Colombia despide esta Semana Santa 2026 con un panorama económico que combina señales positivas y desafíos que exigen atención. El precio del petróleo ha superado los 105 dólares por barril en los mercados internacionales, lo que representa una buena noticia para las finanzas públicas colombianas, altamente dependientes de los ingresos petroleros. Este nivel de precios genera un alivio significativo para el presupuesto nacional y para las exportaciones del país, que en 2026 enfrenta presiones adicionales por el entorno de incertidumbre global derivado de las tensiones geopolíticas en Oriente Medio y los efectos de las políticas comerciales de las grandes potencias económicas.
La tasa de cambio del dólar frente al peso colombiano ha mostrado cierta estabilidad en las últimas semanas, cotizando alrededor de los 3.664 pesos por dólar según los datos más recientes de los mercados financieros. Esta relativa calma cambiaria, después de períodos de mayor volatilidad, es bien recibida por los empresarios y los consumidores colombianos, que ven en la estabilidad del dólar un factor que ayuda a contener la inflación y a planificar con mayor certeza sus actividades económicas. El Banco de la República y las entidades del sistema financiero seguirán monitoreando de cerca la evolución de la tasa de cambio, especialmente ante las posibles repercusiones de los eventos internacionales sobre los flujos de capital.
El segundo trimestre de 2026 se perfila como un período de mayor incertidumbre económica para Colombia, según los analistas financieros. El contexto electoral del año, con las elecciones presidenciales en el horizonte, genera dudas sobre la dirección de las políticas económicas futuras y frena algunas decisiones de inversión privada. A esto se suman los efectos tardíos de las alzas de tasas de interés por parte del Banco de la República, que han encarecido el crédito y reducido el dinamismo del consumo interno. DAVIbank, uno de los principales operadores bancarios del país, pronosticó que el movimiento alcista de la tasa de interés podría persistir durante abril, aunque con señales de que la inflación estaría comenzando a moderarse.
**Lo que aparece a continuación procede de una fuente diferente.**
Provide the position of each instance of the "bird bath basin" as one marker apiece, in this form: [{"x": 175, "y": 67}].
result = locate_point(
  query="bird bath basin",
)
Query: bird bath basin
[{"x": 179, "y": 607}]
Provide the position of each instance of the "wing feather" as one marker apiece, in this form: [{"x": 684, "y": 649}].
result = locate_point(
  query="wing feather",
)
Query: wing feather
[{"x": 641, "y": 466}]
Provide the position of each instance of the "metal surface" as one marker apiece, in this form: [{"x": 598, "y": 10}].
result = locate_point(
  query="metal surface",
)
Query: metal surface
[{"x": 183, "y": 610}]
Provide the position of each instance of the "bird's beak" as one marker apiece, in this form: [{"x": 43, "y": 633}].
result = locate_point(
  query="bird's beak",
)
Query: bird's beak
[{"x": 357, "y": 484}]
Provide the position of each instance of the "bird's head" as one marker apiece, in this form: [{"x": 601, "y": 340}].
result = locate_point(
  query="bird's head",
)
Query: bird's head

El precio del café, uno de los productos emblema de la economía colombiana, cotizó esta semana alrededor de los 295 dólares por quintal, en un nivel que los cafeteros colombianos consideran adecuado para mantener la rentabilidad del negocio. La caficultura nacional atraviesa un período de transición hacia variedades más resistentes al cambio climático y más productivas, en un proceso que demanda inversión y paciencia por parte de los productores. Los retos del fenómeno climático, con lluvias irregulares que afectan los ciclos productivos en varias regiones cafeteras, se convierten en uno de los factores de mayor preocupación para el gremio en el mediano plazo. La diversificación de las exportaciones y la agregación de valor al café colombiano siguen siendo las estrategias más prometedoras para fortalecer el sector.
La economía colombiana también recibe esta semana la noticia del incremento en los precios del ACPM y la gasolina corriente, decretado por el Gobierno Nacional como parte de la política de reducción gradual de los subsidios a los combustibles. Aunque el ajuste era esperado por los analistas, su impacto en el costo de vida de los colombianos es real y directo: el transporte de carga, el transporte público y las actividades productivas que dependen de combustibles fósiles verán aumentar sus costos operativos, lo que eventualmente se trasladará en alguna proporción a los precios finales de los bienes y servicios. La medida forma parte de un proceso de largo plazo que busca equilibrar las finanzas públicas y reducir la dependencia de los subsidios.
Las remesas de colombianos en el exterior continuaron mostrando un desempeño sólido en los primeros meses de 2026. Este flujo de recursos, que llega principalmente desde Estados Unidos, España, Canadá y otros países con comunidades colombianas importantes, representa un soporte fundamental para millones de familias en Colombia y contribuye de manera significativa a la balanza de pagos del país. El fortalecimiento del dólar frente al peso en períodos anteriores había incrementado el valor en pesos de las remesas recibidas, generando un efecto positivo en el ingreso disponible de los hogares beneficiarios. Los datos del Banco de la República muestran que las remesas siguen siendo una de las principales fuentes de divisas para Colombia.
El oro alcanzó cotizaciones históricas en los mercados internacionales durante los primeros meses de 2026, superando los 4.600 dólares por onza troy, lo que beneficia directamente a las regiones mineras de Colombia como Antioquia, Bolívar, Chocó y Nariño. Si bien la minería de oro ilegal sigue siendo un problema estructural que el Estado colombiano no ha logrado resolver completamente, la producción de oro formal del país también se beneficia de estos precios elevados, aumentando los ingresos de las empresas mineras y los recursos que el sector genera para las regalías y el presupuesto público. El desafío es lograr que ese bienestar económico llegue de manera más equitativa a las comunidades que conviven con la actividad minera.